When new metrics are added to the Customer Events table, the daily aggregation query must be modified to include these.

Because of this setup, I have a few constraints when adding aggregated columns, the main ones being that new metrics must be added exclusively using correlated subqueries, and that Common Table Expressions cannot be used.

The result I am trying to achieve is the following, where the array contains only distinct ware names:

user event_date events_per_user.amount ware.name ware.distinct_orders total.amount
xxx 2025-01-01 3 banana 2 5
apple 1 3
yyy 2025-01-01 1 milk 1 1
xxx 2025-01-02 1 bread 1 1

Unfortunately, the closest I have been to achieve that result, is using the following query:

SELECT
   CTD.user
  ,CTD.event_date
  ,STRUCT(COUNT(*) as amount)   AS events_per_user
  ,ARRAY_AGG((
    SELECT AS STRUCT
       P.string_value           AS name
      ,COUNT(P.string_value)    AS distinct_orders
    FROM
      UNNEST(CTD.purchases) AS P
    WHERE 1=1
      AND P.key = 'ware'
    GROUP BY
      P.string_value
  )) AS ware
  ,ARRAY_AGG((
    SELECT AS STRUCT
      SUM(P.int_value)          AS amount
    FROM
      UNNEST(CTD.purchases) AS P
    WHERE 1=1
      AND P.key = 'amount'
    GROUP BY
       user
      ,event_date
  )) AS total
FROM
  CTE_TEST_DATA AS CTD
GROUP BY
   CTD.user
  ,CTD.event_date

which results in this table:

user event_date events_per_user.amount ware.name ware.distinct_orders total.amount
xxx 2025-01-01 3 banana 1 2
apple 1 3
banana 1 3
yyy 2025-01-01 1 milk 1 1
xxx 2025-01-02 1 bread 1 1

I have spent hours researching and trying different methods to achieve this result, unfortunately without success, and I am left wondering if it is even possible.
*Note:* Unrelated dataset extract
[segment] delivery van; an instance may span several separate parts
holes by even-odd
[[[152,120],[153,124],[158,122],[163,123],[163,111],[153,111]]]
Any help would be greatly appreciated!


Solution

  • See example.
    There ware_totalSum as totalSum - new metric added to your example.

      -- aggregate by user,event_date and array of data values
     select user,event_date,sum(events_per_user_ware)as events_per_user
         ,array_agg(
             struct (wareV as ware,ware_distinct_orders as ware_distinct_orders,amount as amount,totalSum as totalSum)
         ) wd -- ware_data
      from ( -- aggregate by user,event_date,wareV
         select user,event_date,wareV
          ,count(*) events_per_user_ware
          ,count(*) ware_distinct_orders
          ,sum(amountV) as amount
          ,sum(priceV*amountV) totalSum
        from (  -- extract data values
          select user,event_date,store,city 
            ,purchases[0].string_value as typeV
            ,purchases[1].string_value as wareV
            ,purchases[2].int_value as amountV
            ,purchases[3].float_value as priceV
          from CTE_TEST_DATA
        )raw_data
        group by user,event_date,wareV
      ) agg_data
      group by user,event_date
    
    Row user event_date events_per_user wd.ware wd.ware_distinct_orders wd.amount wd.totalSum
    1 XXX 2025-01-01 3 banana 2 5 2.5
    apple 1 3 1.7999999999999998
    2 XXX 2025-01-02 1 bread 1 1 1.0
    3 YYY 2025-01-01 1 milk 1 1 1.5

    Update1

    Your restriction on using CTE and on pre-grouping data in general looks unclear. Of course, it is possible to fulfill these requirements. Due to the significant impact on performance.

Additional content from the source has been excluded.